O mineiro alacranado

Na história, a palavra tem origem no Paraná. No dicionário, alacranado diz-se de um animal (ou pessoa) cheio de feridas ou chagas. O mineiro Aécio Neves, por exemplo, está alacranado. Lambendo as feridas, depois de sentir no próprio lombo a profecia do escritor Nelson Rodrigues: “Mineiro só é solidário no câncer”.

Visconde de Taunay, presidente da Província do Paraná de 1885 a 1886, descreveu uma viagem de Curitiba a Palmeira no seu ano de governo, numa caleça puxada por quatro magros cavalos. Em direção a Campo Largo, visitou o engenho de beneficiar mate de Ildefonso Pereira Correia, mais tarde Barão do Serro Azul, e, quase defronte, se deliciou com o “estabelecimento de preparar carnes frias, de um inglês chamado Whinters; por sinal que fazia línguas excelentes”. Dali, alcançou os Campos Gerais: “Um tapete verde sobre uma grande mesa de pedra, disse-me D. Pedro II”. E em São Luiz do Purunã, a nova freguesia de quase trinta casas, onde “a altitude geral e os ventos quase constantes impedem o desenvolvimento de moléstias endêmicas e febres intermitentes”, se acomodou na hospedaria do alemão Boutin, que “nada quis aceitar pela farta hospitalidade”.

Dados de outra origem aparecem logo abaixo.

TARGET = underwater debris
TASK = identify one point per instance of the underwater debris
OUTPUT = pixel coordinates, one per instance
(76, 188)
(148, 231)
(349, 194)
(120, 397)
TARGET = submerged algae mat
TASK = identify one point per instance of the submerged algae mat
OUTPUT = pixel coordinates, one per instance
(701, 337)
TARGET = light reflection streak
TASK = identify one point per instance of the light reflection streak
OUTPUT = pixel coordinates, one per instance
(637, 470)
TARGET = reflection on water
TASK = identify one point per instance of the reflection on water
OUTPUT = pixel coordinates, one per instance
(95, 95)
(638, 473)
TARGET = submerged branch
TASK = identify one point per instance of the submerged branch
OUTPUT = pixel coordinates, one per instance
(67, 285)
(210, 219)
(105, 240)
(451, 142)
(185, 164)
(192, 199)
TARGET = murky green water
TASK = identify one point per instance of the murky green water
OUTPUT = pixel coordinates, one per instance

Do ponto de origem do Rio Assungui, foi conhecer o Rio dos Papagaios: “Que encanto especial o seu?”. Enfim, na “graciosa Palmeira”, o presidente da Província foi recebido pelo capitão Steckler e admirou “finíssimas miniaturas, representando paisagens e pessoas da família feitas por um alemão chamado Virmond”.

Engenheiro militar, historiador e memorialista, as suas andanças pelo Paraná, ouvindo histórias, causos e proezas de caça, Alfred d´Escragnolle Taunay (1843-1899) tomava nota de tudo: “E como de tudo quanto cerca o homem observador pode ele tirar motivos de instrução e interesse, não raro achava eu graça em estar ouvindo aquelas histórias e façanhas, adubadas de termos pitorescos e para mim completamente novos. Assim tomei nota de alguns vocábulos que foram enriquecer o curioso e importante dicionário da língua brasileira popular, que meu primo Henrique de Beaurepaire Rohan então preparava, pondo nesse trabalho, que conta mais de seis mil termos, o maior escrúpulo e consciência na indagação e análise das etimologias. Foi numa dessas ocasiões, que ouvi pela primeira vez a palavra `alacranar´, que suponho ser própria do Paraná, pois não me lembro tê-la ouvido empregar em outra qualquer zona do país. Achei-a muito expressiva. Diz-se de um homem que ficou ferido e mutilado depois da luta com alguma onça, naqueles terríveis momentos em que, falhando o tiro mortal, tem o audaz caçador de arcar braço a braço com o animal levado aos últimos extremos da raiva e do desespero”.

Do que os inimigos não dão conta, os amigos se encarregam. O mineiro Aécio Neves está alacranado com a solidariedade dos seus conterrâneos.